Subsequent sections of this report detail the findings from an environmental scan obtained from interviews and consultations with service providers and key informants, as well as focus groups and interviews conducted with racialized immigrant women and bilingual and bicultural service providers. The report concludes with recommendations drawn from the literature, interviews and focus groups, as well as those articulated by immigrant women of colour survivors of violence who participated in this study.

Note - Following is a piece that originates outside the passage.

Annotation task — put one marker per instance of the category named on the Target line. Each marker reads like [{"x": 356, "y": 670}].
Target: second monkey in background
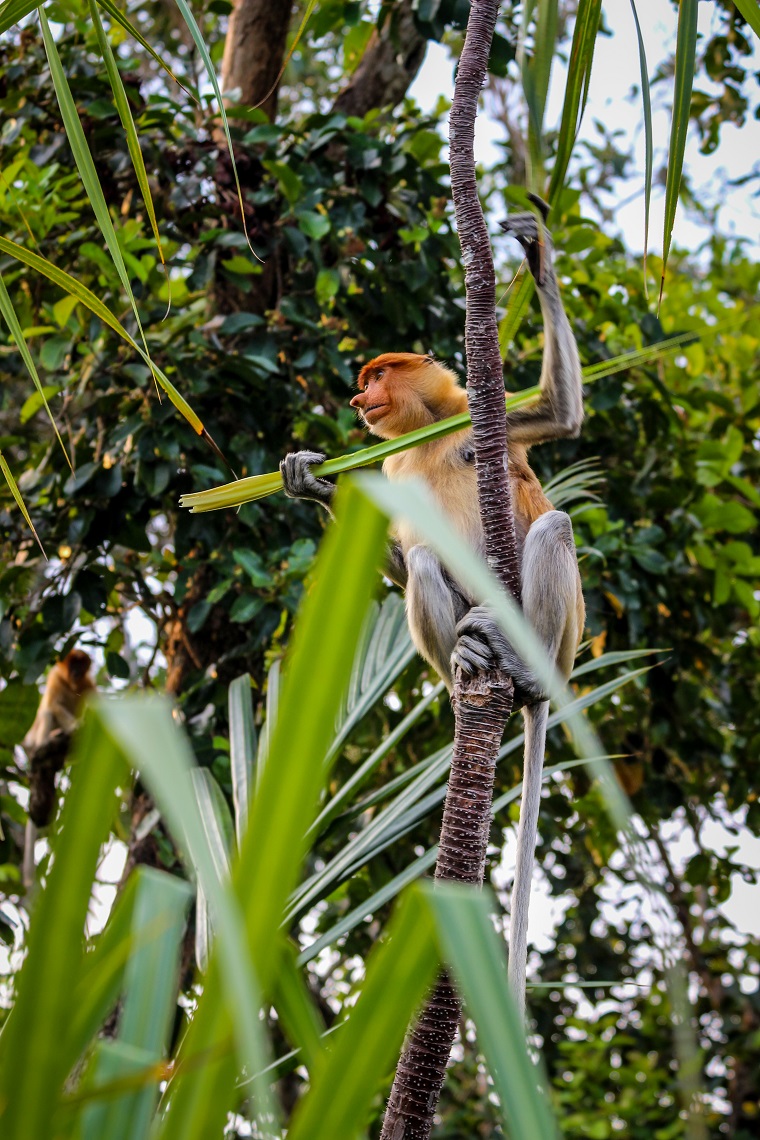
[{"x": 402, "y": 391}]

STRUCTURAL VERSUS ETHNO-SPECIFIC ANALYSIS

While this report draws from the various ethno-specific studies cited in the literature, it does not focus on the cultural cosmology of particular groups or the particular expressions of gendered violence that might occur in these groups. Too often, such analyses have been used in both scholarly and popular media to reinforce stereotypes about immigrant women of colour.(3) In keeping with the processes of racialization where some groups are marked because of their imputed or biological differences, and the ideology of systemic racism which attributes these groups with negatively valued traits, it becomes incumbent on those conducting socially responsible research not to feed into the stereotypes.

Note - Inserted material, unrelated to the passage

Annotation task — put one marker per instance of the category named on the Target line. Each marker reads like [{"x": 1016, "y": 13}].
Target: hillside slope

The tendency of ethno-specific research has been to focus on the culture of particular groups. While such an approach has validity, "culture talk is a double-edged sword" (Razack, 1994:986). It can reify cultures as static entities, obscure the relations of power within and outside of the cultural group, and fail to consider the relational aspects of cultural identity (Abraham, 1995) as emerging from a migrant, diasporic existence (Dossa, 1999). Add to this the contextual backdrop of systemic and everyday racism (Essed, 1990) and the focus on culture quickly becomes one of implicitly or explicitly comparing a backward, traditional and oppressive cultural system to the modern, progressive and egalitarian culture assumed of the West (Burns, 1986; Lai, 1986; Jiwani, 1993; Said, 1979; Thobani, 1998). Such an approach can result in the production of cultural prescriptions which further entrench stereotypic representations of particular ethnic groups (Razack, 1998).

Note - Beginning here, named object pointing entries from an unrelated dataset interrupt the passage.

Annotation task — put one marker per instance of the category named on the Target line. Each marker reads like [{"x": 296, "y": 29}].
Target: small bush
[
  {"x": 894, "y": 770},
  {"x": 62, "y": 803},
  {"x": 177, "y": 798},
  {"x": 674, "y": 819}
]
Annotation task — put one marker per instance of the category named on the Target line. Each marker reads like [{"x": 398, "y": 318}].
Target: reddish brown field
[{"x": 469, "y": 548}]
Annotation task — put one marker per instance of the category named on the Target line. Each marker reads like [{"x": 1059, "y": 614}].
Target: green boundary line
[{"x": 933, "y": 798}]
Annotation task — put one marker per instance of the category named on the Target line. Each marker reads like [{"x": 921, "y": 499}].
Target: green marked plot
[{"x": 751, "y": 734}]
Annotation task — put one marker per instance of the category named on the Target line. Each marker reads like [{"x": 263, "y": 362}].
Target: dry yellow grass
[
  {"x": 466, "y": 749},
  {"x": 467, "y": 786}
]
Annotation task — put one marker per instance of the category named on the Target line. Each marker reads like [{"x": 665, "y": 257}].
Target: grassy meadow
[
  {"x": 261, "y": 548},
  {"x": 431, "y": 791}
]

This is not to suggest that an ethno-specific analysis would not yield a representative rendering of the issues and barriers faced by a particular group of women. However, an adequate ethno-specific analysis would have to employ interpretive methodologies grounded in a theoretical framework that would draw out the 'thick' description (Geertz, 1973) of immigrant women's lives (e.g. Dossa, 1999). Such a methodology requires time and has its own issues with regard to representational politics (Bannerji, 1987; 1993). That is not the purpose of this report. The aim in the present context is to outline the impact of structural forces and the barriers they produce which impede and curtail racialized immigrant women's access to formal health care (medical care).


Endnotes

1. According to Ng (1993), the technical definition of an immigrant is one who has not received citizenship. Yet, recent policy documents such as the report on Health Canada's contribution to the Metropolis project, define immigrants as those not born in Canada (see Kinnon, 1999). This reflects a shift in policy and in keeping with the historical exclusion of people of colour, their continued 'otherness,' in contemporary Canadian society.

2. The Ottawa Charter for Health Promotion (1986) states that: "...the fundamental conditions and resources for health are peace, shelter, education, food, income, a stable ecosystem, sustainable resource, social justice and equity" (cited in Kinnon & Hanvey, 1996:np).

3. For an example of the ways in which occurrences of gender-based violence have been used to entrench stereotypes about particular groups, see Jiwani (1998), and Jiwani & Buhagiar, (1997).